Attwater’s prairie chickens inhabit the tall grass coastal prairies and have been slowly edged out by heavy grazing, farming and urban growth, but with the help of grants funded through donations to the Adopt-A-Prairie Chicken program, the birds are being successfully bred and released.
“The highly endangered Attwater’s prairie chicken is currently dependent on captive breeding programs for its continued survival in Texas,” said Mark Klym, Texas Parks and Wildlife Department’s coordinator of the Adopt-A-Prairie Chicken program.
Grants, which were selected from proposals by the Attwater’s prairie chicken Recovery Team, have been awarded as follows:
- The Fossil Rim Wildlife Center received a $12,000 grant for its Developing Additional Breeding Pens project.
- An $8,000 grant was awarded to the REV Project at Texas A&M University in College Station, where graduate student Ellen Collisson is developing a vaccine for the reticuloendotheliosis virus that has been significantly infecting the chickens.
- A $600 grant was awarded to each of the following five zoos: the Houston Zoo, the San Antonio Zoo, Sea World San Antonio, the Caldwell Zoo in Tyler and the Abilene Zoo.
“The Adopt-A-Prairie Chicken program is a great way for people to get involved directly in the effort to conserve this highly endangered bird,” Klym said. “Reintroduction programs must work hand in hand with habitat restoration programs.
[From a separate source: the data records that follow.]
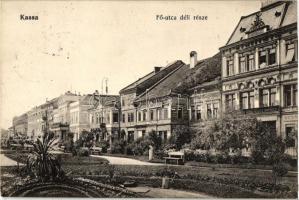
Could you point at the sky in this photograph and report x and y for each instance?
(75, 45)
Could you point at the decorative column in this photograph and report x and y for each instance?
(256, 98)
(256, 59)
(277, 96)
(282, 51)
(237, 94)
(236, 63)
(278, 52)
(224, 67)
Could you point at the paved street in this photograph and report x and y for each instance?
(167, 193)
(124, 161)
(5, 161)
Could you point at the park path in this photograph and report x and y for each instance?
(125, 161)
(5, 161)
(167, 193)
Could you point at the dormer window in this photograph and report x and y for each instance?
(263, 58)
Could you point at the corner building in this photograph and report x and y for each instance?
(259, 68)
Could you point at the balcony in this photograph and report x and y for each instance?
(261, 110)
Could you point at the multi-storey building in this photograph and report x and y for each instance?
(259, 67)
(205, 104)
(128, 95)
(20, 125)
(79, 115)
(38, 116)
(160, 109)
(61, 114)
(104, 116)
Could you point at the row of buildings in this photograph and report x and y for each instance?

Fossil Rim Wildlife Center has certainly been a leader in the reintroduction efforts.”
The number of chickens this year was about 40, with about 20 chickens at both the Attwater Prairie Chicken National Wildlife Refuge and the Texas City Prairie Preserve.
The birds are radio tagged and their progress tracked after their release. Klym said that captivity-bred birds are surviving in the wild at about the same rate as wild birds.
“We try to release as many as we can,” Klym said. “We ended up only releasing about 18 birds last year because of the REV infections at Fossil Rim. Usually we try to release between 100 and 150 birds each year.”